Les autorités laïques proposaient également des soins

 

Non seulement les autorités religieuses proposaient des soins, mais les autorités laïques également. Vers la fin du moyen-âge, certaines villes ont commencé à ouvrir des hôpitaux municipaux. Donc, les gens ont eu accès à la médecine aussi par ce biais-là.

 

Et puis, l’ouvrage « Le service public de la chirurgie : administration des premiers secours et pratiques professionnelles à Paris au XVIIIe siècle« , écrit par Christelle Rabier en 2010, nous apprend un autre élément intéressant. A partir du 17ème siècle, les chirurgiens ont commencé à avoir l’obligation d’intervenir quand la police les réquisitionnait pour soigner un accidenté.

« La réglementation professionnelle construit à partir du XVIIe siècle le devoir de porter secours et la permanence des soins.« 

« À la fin du siècle (note d’Aixur, le 18ème), l’injonction de secourir les blessés s’étend aux noyés. En 1783, un arrêt du Parlement de Paris enjoint aux chirurgiens de « porter des secours à tous particuliers aussitôt qu’il en sera requis et notamment aux Noyés« .

Or, ces chirurgiens utilisaient la saignée pour un peu tout et n’importe quoi. Une noyade ? Le médecin faisait une saignée. Une jambe cassée ? Là encore, une saignée. Bref, pratiquement tout type d’accident était sujet à une saignée.

Forcément, ça participait au massacre par la médecine. Tant qu’on pense que les accidentés étaient laissés à eux-mêmes, on se dit que là, la cause de la mort était naturelle. Mais si les chirurgiens intervenaient et pratiquaient la saignée, là, ça change bien des choses. D’un seul coup, une bonne partie des morts par accident doit être mise sur le compte de la médecine.

D’autant plus que, concernant les blessures, même dans le cas où le médecin ne pouvait pas intervenir rapidement (par exemple en cas de neige ou autre problème limitant les déplacements) et où la personne arrivait à récupérer, elle était loin d’être sortie d’affaire. Parce que le médecin arrivait au bout du compte avec sa saignée. Donc, le risque de mourir restait important.

Bien sûr, il faut comptabiliser les personnes sauvées par les chirurgiens (ça devait arriver).
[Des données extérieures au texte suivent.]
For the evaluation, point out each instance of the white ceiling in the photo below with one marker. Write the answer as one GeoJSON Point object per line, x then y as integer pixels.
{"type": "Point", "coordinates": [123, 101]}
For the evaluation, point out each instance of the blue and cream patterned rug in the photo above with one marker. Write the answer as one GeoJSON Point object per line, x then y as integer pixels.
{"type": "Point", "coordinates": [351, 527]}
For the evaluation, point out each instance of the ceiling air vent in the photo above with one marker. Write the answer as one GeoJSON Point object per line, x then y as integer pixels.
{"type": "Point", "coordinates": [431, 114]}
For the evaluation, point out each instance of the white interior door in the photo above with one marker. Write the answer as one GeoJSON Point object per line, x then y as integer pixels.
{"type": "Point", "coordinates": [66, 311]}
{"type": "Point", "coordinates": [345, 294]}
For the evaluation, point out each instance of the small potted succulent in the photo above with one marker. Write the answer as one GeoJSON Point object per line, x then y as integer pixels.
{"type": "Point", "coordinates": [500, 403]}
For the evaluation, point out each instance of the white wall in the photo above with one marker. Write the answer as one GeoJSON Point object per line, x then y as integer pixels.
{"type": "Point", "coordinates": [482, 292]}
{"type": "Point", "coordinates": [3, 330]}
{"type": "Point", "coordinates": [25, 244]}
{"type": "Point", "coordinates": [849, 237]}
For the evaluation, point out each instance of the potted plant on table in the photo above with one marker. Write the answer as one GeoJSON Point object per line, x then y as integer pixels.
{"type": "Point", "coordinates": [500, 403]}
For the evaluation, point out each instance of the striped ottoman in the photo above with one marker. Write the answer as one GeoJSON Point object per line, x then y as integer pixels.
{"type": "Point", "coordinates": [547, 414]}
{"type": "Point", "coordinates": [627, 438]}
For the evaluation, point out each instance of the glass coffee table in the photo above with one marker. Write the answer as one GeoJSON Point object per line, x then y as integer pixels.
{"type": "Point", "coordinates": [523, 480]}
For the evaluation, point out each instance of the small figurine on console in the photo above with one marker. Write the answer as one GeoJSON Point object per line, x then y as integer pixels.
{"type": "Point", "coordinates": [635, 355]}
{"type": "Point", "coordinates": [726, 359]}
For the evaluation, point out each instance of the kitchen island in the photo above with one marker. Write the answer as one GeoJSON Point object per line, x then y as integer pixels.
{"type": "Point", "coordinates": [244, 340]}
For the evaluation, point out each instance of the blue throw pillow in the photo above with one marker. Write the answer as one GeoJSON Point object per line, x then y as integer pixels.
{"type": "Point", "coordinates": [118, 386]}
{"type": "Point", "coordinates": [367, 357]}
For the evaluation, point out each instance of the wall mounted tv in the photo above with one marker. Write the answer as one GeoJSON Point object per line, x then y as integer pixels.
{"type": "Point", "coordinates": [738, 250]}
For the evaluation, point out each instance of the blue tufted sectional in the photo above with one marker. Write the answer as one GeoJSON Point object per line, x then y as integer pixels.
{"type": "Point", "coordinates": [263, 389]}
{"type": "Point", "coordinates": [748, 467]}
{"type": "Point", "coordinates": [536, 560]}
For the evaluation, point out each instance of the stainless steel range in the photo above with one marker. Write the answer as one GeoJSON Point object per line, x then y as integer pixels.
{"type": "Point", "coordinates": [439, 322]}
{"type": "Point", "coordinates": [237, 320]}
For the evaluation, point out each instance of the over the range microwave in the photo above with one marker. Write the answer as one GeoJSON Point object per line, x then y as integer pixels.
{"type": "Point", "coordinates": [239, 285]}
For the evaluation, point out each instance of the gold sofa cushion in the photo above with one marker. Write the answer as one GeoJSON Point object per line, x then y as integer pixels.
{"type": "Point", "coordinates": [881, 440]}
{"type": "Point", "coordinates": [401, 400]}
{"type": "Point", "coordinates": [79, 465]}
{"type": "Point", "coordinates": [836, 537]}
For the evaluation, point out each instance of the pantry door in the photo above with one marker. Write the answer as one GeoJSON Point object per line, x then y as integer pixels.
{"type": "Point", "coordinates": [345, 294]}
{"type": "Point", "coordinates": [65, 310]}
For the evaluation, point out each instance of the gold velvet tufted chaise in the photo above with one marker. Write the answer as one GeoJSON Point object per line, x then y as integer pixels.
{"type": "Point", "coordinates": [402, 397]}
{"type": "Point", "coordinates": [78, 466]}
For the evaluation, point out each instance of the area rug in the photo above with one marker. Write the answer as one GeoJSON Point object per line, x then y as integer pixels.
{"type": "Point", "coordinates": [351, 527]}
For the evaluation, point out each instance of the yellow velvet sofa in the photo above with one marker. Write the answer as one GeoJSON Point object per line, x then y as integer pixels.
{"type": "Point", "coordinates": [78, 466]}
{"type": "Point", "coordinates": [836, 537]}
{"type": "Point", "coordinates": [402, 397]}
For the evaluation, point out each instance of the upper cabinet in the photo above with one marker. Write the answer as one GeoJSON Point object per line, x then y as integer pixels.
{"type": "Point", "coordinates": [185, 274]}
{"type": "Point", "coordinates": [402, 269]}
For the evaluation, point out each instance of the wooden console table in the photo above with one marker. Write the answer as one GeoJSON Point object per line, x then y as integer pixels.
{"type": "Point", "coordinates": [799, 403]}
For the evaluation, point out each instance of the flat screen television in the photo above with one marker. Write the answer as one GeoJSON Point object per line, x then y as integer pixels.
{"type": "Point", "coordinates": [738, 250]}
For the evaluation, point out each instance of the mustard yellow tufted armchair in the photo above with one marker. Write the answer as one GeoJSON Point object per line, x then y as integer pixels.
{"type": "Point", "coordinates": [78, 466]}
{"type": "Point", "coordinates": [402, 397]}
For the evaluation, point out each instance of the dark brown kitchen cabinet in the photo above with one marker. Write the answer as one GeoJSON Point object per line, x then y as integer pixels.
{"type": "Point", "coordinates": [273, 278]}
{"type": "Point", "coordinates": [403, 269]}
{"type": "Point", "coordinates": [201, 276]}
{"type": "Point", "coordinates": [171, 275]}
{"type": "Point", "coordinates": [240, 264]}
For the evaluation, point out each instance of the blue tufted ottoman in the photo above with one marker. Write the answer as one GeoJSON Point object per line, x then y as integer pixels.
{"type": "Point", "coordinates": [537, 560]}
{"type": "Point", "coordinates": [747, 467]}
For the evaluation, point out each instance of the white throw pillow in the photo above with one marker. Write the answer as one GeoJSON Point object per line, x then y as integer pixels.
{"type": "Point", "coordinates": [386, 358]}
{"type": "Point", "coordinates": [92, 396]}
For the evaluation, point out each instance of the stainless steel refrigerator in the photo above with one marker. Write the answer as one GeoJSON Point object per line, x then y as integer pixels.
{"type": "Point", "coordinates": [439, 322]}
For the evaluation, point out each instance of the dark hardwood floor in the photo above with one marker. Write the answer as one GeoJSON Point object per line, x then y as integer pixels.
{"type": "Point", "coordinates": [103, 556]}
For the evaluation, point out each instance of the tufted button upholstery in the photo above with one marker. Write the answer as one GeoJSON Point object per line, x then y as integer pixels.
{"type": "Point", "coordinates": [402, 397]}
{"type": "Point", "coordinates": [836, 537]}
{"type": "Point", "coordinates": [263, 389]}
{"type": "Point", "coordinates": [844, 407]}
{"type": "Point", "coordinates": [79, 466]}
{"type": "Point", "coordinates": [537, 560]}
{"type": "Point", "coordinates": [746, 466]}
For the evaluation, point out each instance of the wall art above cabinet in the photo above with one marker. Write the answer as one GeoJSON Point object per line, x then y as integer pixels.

Mais le nombre des tués devait largement outrepasser celui des sauvés.

En tout cas, on comprend alors pourquoi autant d’accidentés mourraient. Ça n’était pas forcément à cause de la blessure elle-même, mais à cause de l’intervention du médecin.

Bien sûr, là, ça concerne des chirurgiens probablement laïcs. Mais on peut penser que les religieux assuraient ce rôle de secours aux accidentés avant le 17ème siècle. Donc, le problème était probablement identique avant cette époque. Peut-être que les interventions étaient moins systématiques qu’au 18ème siècle, mais elles devaient être nombreuses tout de même.